| Laura Moss | 3562 |
| Tony Young | 3406 |
| Lange Sykes | 3289 |
| Randy Old | 3241 |
| Sharon Gorry | 2840 |
| Norman Wells | 2451 |
MARK SCHUMANN



There will soon be three new faces on the the Vero Beach City Council. Laura Moss, Lange Sykes and Tony Young won today’s municipal election over Randy Old, Sharon Gorry and Norman Wells. Moss, Sykes and Young will join sitting council members Harry Howle and Richard Winger.
Sykes edged out incumbent Randy Old by just 48 votes, in a tightly-contensted and expense race. Moss, Sykes and Wells were all supported heavily by Indian River Shores residents and by a political action committee, Flip the Switch for a Brighter Further, funded by Shores residents and by Florida Power and Light. Between contributions made directly to Moss, Sykes and Wells, and to the PAC, Shores residents and FPL invested some $160,000 in what turned out to be a successful bid to elect to Vero Beach’s City Council candidates who would support the Shores and FPL in their negotiations with Vero Beach. Moss and Sykes will now going Harry Howle in a three-person majority likely to approve the partial sale.
The Shores and FPL want Vero Beach to sell its electric customers within the Town for $30 million. Old, Young and Gorry all pledged to support a sale, but at a higher price. They contended the City needed to heed the advice of a team of five utility experts who concluded partitioning and downsizing Vero Electric for anything less than $47 million would lead to higher rates for the remaining customers.

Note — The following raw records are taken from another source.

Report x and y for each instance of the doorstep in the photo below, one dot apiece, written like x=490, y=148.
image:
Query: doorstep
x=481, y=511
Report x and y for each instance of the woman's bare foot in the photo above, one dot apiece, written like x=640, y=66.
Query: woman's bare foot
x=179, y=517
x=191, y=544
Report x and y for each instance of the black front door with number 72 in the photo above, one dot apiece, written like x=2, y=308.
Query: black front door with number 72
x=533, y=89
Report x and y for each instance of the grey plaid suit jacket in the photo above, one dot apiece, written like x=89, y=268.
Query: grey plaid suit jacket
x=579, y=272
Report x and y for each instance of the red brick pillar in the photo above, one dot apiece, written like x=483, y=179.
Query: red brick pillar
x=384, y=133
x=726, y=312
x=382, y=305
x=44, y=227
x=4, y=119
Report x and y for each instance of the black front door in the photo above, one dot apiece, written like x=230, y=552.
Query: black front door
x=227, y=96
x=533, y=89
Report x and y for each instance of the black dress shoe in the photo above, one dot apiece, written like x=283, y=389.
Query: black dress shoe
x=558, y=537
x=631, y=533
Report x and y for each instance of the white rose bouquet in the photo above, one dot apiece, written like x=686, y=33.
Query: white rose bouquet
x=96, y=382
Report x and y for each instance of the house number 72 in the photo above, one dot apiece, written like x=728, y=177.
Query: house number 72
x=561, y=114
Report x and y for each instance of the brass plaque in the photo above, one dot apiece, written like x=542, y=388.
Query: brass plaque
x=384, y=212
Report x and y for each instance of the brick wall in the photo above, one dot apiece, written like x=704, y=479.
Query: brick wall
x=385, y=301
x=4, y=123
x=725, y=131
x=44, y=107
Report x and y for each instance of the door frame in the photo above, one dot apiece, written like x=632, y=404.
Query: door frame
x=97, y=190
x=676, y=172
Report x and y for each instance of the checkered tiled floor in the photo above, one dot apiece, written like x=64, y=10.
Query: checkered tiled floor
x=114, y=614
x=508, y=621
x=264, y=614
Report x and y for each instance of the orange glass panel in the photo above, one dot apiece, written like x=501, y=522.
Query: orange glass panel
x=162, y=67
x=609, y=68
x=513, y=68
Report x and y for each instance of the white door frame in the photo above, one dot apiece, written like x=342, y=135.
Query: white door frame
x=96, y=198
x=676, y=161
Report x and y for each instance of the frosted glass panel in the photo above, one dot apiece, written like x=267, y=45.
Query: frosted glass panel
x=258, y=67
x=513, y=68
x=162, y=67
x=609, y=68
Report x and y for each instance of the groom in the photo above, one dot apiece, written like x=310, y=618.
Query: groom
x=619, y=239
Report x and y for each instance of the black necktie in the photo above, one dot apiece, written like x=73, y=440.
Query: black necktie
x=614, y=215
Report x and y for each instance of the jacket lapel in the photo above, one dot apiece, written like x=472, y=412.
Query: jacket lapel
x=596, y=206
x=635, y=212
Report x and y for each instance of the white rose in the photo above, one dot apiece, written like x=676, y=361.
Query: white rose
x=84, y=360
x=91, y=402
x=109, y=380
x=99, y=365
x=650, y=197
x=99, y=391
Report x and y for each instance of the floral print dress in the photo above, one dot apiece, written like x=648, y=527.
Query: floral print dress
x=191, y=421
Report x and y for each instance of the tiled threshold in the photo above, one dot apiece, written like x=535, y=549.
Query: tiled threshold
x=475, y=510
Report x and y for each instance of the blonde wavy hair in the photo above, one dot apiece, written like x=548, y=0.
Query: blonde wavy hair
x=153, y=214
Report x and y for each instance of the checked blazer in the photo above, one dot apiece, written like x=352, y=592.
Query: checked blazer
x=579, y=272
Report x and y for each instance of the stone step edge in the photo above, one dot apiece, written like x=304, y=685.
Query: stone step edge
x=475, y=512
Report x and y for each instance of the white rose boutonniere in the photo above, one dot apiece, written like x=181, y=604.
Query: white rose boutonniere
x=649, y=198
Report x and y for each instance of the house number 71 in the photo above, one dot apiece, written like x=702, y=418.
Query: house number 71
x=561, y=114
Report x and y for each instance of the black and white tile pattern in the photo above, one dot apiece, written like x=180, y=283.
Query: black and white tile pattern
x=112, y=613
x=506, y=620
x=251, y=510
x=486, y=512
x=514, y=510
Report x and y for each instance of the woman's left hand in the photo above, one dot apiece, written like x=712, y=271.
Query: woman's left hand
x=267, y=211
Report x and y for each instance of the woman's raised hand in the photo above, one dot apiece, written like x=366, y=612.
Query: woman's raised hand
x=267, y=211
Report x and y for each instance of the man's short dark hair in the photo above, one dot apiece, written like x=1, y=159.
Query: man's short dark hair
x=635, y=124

With more than $160,00 to work with, the Moos, Sykes and Wells campaigns, along with the Shores-FPL funded PAC flooded local media and mail boxes with ads attaching Old, while promising to sell the electric system to FPL. In the end, the outside money proved insurmountable, as Old lost to Sykes by 48 votes.
Like Howle before them, Moss and Sykes made as their central campaign theme their promise to find a way to conclude the sale of Vero Electric to FPL. How they will accomplish that is not at all clear. The sale is stalled because of so-far insurmountable contract hurdles.